05 April 2006

This Is Me!



I ordered the new Mark Knopfler/Emmylou Harris album, This Is Us. It should arrive, well, soon. Who knows how these things work! I order a book and it doesn’t show up for weeks, and I really, really want it, and then I order a book on a whim and I’m not certain I’ll even read it, and it’s here tomorrow. Anyway, last week I downloaded from iTunes two songs placed on line as a teaser, and then I put the songs on my iPod. Pretty complicated process to have instant access in multiple formats to music I continue to love. I wish Bob were here to discuss it with me.

It was a beautiful day today, and I ran five miles this morning. As I ran through mile four, “This Is Us” the Knopfler/Harris duet played on the iPod, and I couldn’t stop smiling or running.
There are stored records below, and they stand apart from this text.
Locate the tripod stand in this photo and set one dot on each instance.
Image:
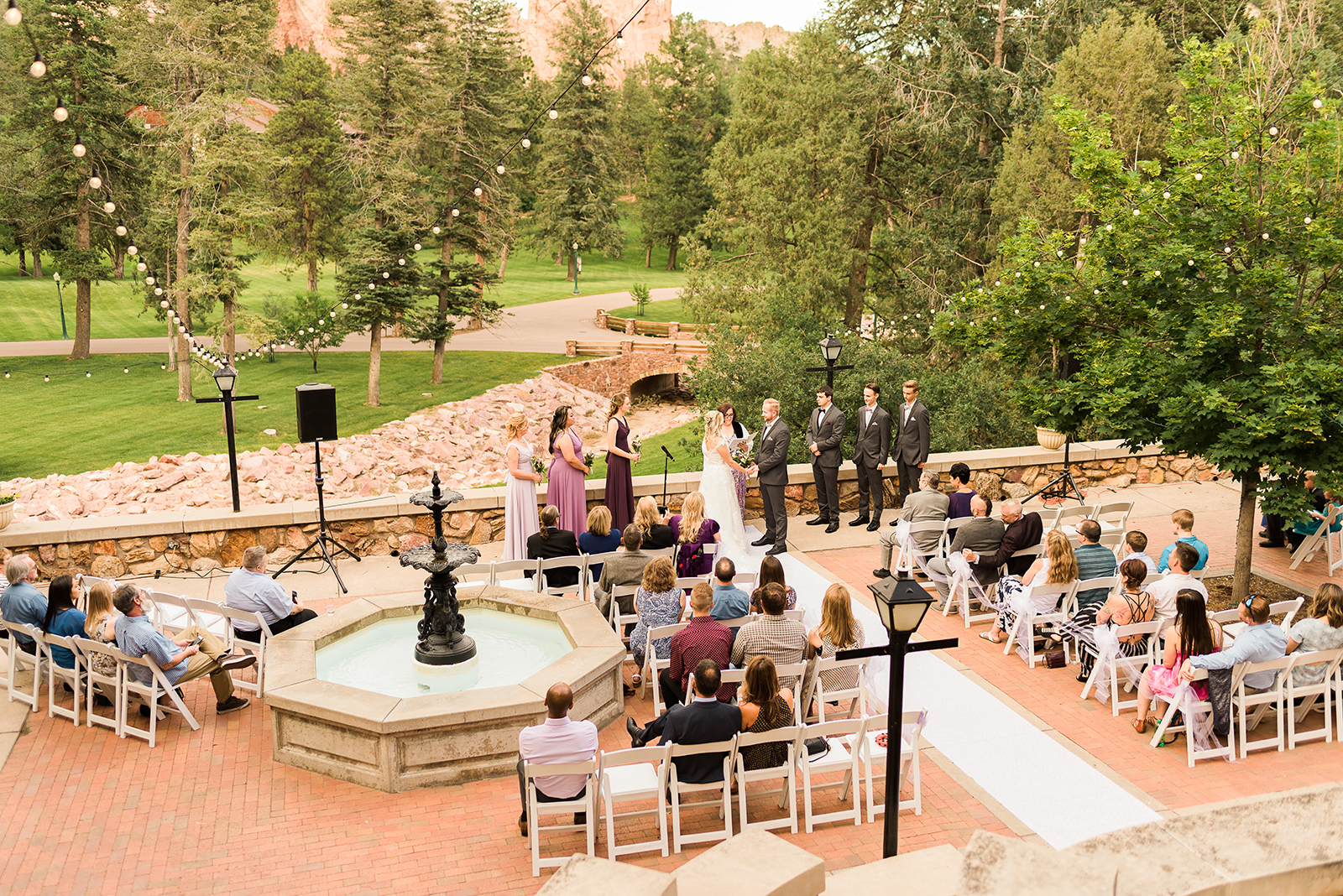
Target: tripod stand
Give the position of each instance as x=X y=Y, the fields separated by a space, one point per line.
x=322 y=535
x=1063 y=484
The song itself is about the life of a couple who started dating in high school, courted, married, had children, etc. etc. It’s a great cliché, and in this way the song has absolutely nothing to do with my life. I mean, this couple have lived the perfect life with each other as a couple, epitomized by the line, sung by Emmylou to her man: “You at the Sunday game, standing next to what’s his name.” In fact, her memories are only of him, she can’t even remember what’s his name’s name! I can’t relate to this relationship at all, and I’m not sure I know anybody who can do so.
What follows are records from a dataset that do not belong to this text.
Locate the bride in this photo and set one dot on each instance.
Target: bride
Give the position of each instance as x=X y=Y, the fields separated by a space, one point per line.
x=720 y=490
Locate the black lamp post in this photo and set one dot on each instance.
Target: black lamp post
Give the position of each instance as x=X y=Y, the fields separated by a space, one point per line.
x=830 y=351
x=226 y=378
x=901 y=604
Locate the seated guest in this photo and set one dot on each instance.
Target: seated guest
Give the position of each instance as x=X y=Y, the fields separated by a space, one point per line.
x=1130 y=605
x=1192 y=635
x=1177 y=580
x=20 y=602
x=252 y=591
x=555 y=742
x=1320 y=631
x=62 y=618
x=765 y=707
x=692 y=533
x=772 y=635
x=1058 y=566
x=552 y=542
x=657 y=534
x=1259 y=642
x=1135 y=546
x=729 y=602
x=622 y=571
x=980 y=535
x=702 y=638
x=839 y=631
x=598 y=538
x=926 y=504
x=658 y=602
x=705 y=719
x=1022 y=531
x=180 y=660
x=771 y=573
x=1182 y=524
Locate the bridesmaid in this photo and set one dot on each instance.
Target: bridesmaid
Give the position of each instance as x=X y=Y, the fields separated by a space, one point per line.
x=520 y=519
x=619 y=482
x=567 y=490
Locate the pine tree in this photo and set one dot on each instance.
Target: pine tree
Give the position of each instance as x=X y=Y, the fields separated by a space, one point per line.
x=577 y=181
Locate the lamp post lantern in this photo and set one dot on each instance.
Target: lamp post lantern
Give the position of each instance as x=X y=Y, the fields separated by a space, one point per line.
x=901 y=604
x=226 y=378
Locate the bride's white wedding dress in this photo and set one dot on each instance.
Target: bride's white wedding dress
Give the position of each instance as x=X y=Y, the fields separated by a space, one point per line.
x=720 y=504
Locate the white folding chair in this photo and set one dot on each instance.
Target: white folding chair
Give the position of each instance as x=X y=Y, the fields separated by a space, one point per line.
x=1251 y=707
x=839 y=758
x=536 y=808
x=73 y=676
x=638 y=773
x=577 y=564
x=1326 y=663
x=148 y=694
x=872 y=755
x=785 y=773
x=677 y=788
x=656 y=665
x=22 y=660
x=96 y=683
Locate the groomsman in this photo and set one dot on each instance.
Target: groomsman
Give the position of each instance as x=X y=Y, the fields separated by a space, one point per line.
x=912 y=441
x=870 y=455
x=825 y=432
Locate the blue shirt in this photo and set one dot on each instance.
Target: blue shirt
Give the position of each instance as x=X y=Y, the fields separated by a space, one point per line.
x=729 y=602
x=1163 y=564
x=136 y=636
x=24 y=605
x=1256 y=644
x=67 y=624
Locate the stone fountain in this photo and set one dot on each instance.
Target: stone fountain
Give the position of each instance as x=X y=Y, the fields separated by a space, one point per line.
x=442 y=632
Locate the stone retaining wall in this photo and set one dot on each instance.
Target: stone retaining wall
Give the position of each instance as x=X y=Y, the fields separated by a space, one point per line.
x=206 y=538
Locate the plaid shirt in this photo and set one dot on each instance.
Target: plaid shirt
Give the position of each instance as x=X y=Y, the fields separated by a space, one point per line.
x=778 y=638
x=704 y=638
But, the music is all me. When I hear the opening drum beat, and the drive of Knopfler’s guitar riffs, and the distinctive quality of his voice and then of hers, I am taken up with rock n’roll, and I am young again, and all I want is to dance and throw my arms up and whoop in joy. And the music is all me, and I don’t give a hoot what the lyrics are about. It’s a great paradox, I think. That I can’t connect at all to the lyrics, they are some fantasy, and someone else’s life, but the music resides absolutely central to my being. I love it, I breathe it, I can’t stop moving to it and with it and because of it. And I am so happy in it. Today’s running I recalled moments with the Grateful Dead, trucking along wearing scarlet begonias, and trying to get back to Tennessee Jed. When I was the environment. Running with Knopfler and Harris I was weightless, and care-full, and free. This is Me, I thought.